25 points by surprisetalk 21 hours ago


hereme888 - 18 hours ago

It's important for casual readers to remember that clinical studies exist to prove whether theories work in real life, because there's still a lot of unknowns, and genetic variability between people.

Treatment for PCP is benzodiazepines/antipsychotics, not ketamine.

Phencyclidine became a reference molecule for many modern drugs currently used.

gavinray - 18 hours ago

I've been taking 90mg DXM with my 150mg Bupropion XR for the last few years.
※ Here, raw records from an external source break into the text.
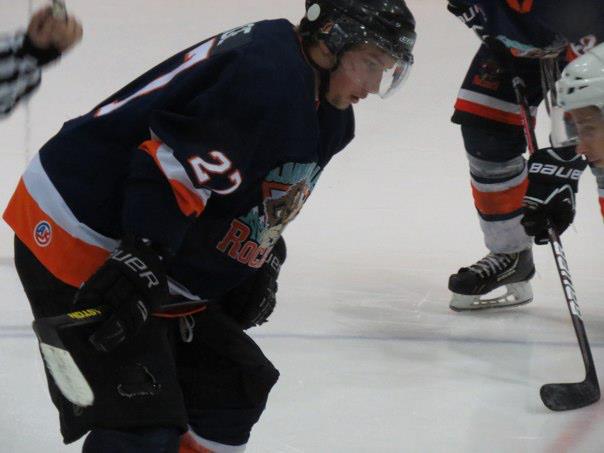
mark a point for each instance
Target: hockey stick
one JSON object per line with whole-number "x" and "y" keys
{"x": 61, "y": 365}
{"x": 563, "y": 396}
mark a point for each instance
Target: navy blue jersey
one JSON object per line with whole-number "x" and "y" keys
{"x": 209, "y": 154}
{"x": 538, "y": 28}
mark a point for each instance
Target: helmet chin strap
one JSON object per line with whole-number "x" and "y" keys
{"x": 324, "y": 74}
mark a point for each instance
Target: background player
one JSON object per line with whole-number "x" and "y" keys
{"x": 580, "y": 92}
{"x": 23, "y": 55}
{"x": 529, "y": 39}
{"x": 189, "y": 174}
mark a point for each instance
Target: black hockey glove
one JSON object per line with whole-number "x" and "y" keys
{"x": 550, "y": 198}
{"x": 133, "y": 283}
{"x": 252, "y": 302}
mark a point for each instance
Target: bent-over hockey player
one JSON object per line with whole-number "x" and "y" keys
{"x": 184, "y": 180}
{"x": 23, "y": 55}
{"x": 531, "y": 40}
{"x": 580, "y": 92}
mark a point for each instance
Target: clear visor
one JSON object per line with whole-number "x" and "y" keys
{"x": 375, "y": 70}
{"x": 580, "y": 125}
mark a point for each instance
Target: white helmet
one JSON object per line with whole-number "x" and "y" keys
{"x": 582, "y": 81}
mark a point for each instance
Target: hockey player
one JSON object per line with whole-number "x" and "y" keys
{"x": 184, "y": 180}
{"x": 528, "y": 39}
{"x": 580, "y": 92}
{"x": 23, "y": 55}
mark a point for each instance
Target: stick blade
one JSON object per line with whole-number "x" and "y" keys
{"x": 569, "y": 396}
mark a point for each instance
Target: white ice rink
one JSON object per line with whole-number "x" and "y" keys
{"x": 371, "y": 357}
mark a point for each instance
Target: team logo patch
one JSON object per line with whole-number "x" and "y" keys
{"x": 43, "y": 233}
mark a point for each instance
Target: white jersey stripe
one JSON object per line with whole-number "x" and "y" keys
{"x": 501, "y": 186}
{"x": 41, "y": 188}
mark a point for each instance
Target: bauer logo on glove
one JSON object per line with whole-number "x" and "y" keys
{"x": 550, "y": 198}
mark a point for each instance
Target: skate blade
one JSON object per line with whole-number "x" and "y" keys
{"x": 516, "y": 294}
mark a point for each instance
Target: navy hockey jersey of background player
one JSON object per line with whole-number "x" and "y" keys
{"x": 210, "y": 154}
{"x": 536, "y": 28}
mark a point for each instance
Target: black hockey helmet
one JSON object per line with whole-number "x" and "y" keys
{"x": 387, "y": 24}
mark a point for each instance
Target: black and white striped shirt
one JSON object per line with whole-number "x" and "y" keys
{"x": 20, "y": 69}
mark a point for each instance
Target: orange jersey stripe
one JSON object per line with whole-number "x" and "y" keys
{"x": 488, "y": 112}
{"x": 188, "y": 202}
{"x": 69, "y": 259}
{"x": 500, "y": 203}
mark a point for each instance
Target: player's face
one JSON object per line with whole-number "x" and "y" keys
{"x": 362, "y": 70}
{"x": 589, "y": 122}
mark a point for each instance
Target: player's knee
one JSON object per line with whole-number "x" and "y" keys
{"x": 141, "y": 440}
{"x": 492, "y": 144}
{"x": 232, "y": 425}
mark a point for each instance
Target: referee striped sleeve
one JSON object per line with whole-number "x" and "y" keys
{"x": 20, "y": 73}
Noticed a moderate improvement. I think NMDA is one of those targets that's flown under the radar, but now is being implicated with all sorts of cognitive processes.

FollowingTheDao - 20 hours ago

This article is remarkable incomplete. Why is he only talking about the effect ion the NMDA receptor when ketamine effect much more than that and a lot of stuff we do not know. At higher doses it start effecting other receptors which is why a higher does has seemingly opposite effects.

You can see the K values for the receptors ketamine effects on wikipedia:

https://en.wikipedia.org/wiki/Ketamine#Pharmacology

He does not seem to know ketamine is a D2 receptor agonsit, the same as PCP, yet he mentions it for PCP!

Like most of the "nootropics" people I read they speak only in "vibes".